BOSTON--(BUSINESS WIRE)--Karuna Therapeutics, Inc. (NASDAQ: KRTX), a biopharmaceutical company driven to discover, develop, and deliver transformative medicines for people living with psychiatric and neurological conditions, today announced the U.S. Food and Drug Administration (FDA) has accepted its New Drug Application (NDA) for KarXT (xanomeline-trospium) for the treatment of schizophrenia in adults.

BOSTON-（BUSINESS WIRE）-Karuna Therapeutics，Inc。（纳斯达克股票代码：KRTX），一家生物制药公司，致力于为患有精神和神经疾病的人发现，开发和提供转化药物，今天宣布，美国食品和药物管理局（FDA）已接受KarXT（xanomeline trospium）新药申请（NDA），用于治疗成人精神分裂症。
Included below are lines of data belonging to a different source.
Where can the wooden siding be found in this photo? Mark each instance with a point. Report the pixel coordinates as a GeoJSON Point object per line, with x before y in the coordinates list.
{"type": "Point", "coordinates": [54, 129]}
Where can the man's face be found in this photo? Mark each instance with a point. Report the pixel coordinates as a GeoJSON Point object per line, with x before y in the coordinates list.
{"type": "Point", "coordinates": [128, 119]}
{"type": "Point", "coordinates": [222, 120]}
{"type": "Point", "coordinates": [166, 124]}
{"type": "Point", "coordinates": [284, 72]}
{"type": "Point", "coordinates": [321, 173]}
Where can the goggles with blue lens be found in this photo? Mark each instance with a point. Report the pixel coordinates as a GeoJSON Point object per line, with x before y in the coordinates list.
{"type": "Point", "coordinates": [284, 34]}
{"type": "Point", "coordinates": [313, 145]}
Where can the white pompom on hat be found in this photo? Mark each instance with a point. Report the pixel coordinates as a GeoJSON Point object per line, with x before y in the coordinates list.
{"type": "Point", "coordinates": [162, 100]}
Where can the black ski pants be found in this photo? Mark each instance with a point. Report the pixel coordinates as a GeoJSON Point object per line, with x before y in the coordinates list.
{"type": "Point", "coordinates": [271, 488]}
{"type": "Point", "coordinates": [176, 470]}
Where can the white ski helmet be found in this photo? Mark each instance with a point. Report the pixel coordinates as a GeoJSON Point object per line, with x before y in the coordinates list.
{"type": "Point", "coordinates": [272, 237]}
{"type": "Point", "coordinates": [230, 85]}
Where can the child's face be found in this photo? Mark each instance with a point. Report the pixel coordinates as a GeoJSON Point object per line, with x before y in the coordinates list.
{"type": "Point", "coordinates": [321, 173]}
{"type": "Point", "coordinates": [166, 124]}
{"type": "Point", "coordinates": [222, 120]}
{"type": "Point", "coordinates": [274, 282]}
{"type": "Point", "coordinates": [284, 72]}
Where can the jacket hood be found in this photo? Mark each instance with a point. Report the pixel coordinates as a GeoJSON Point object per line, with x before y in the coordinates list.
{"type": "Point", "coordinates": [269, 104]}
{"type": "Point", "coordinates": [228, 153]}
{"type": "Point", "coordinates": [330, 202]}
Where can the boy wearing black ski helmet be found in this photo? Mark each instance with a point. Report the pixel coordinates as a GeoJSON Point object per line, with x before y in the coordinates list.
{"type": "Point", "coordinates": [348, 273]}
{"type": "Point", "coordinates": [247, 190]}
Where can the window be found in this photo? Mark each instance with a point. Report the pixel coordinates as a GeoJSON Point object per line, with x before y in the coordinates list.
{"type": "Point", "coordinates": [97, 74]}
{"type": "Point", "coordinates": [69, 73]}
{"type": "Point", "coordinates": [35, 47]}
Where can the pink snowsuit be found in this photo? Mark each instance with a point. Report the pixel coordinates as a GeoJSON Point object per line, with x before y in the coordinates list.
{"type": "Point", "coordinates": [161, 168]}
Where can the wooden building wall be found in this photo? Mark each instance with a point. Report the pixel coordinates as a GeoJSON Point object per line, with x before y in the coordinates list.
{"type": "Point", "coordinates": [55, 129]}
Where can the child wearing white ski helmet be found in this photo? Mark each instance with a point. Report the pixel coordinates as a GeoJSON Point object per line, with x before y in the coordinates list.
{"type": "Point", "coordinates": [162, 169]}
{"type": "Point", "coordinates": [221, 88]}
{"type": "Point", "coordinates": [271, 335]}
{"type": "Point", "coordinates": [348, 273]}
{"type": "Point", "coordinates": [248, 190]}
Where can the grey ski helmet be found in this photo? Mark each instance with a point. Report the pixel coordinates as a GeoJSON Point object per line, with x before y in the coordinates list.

The application has been granted a Prescription Drug User Fee Act (PDUFA) date of September 26, 2024..

该申请已获得2024年9月26日的处方药使用费法案（PDUFA）。。

“We are pleased the NDA for KarXT has been accepted, and we look forward to working with the FDA during the review process,” said Bill Meury, president and chief executive officer of Karuna Therapeutics. “There is a significant need for new treatment options for serious mental illness. If approved, KarXT could be one of the more important new product introductions in neuropsychiatry by providing a novel pharmacological approach for the treatment of schizophrenia.”.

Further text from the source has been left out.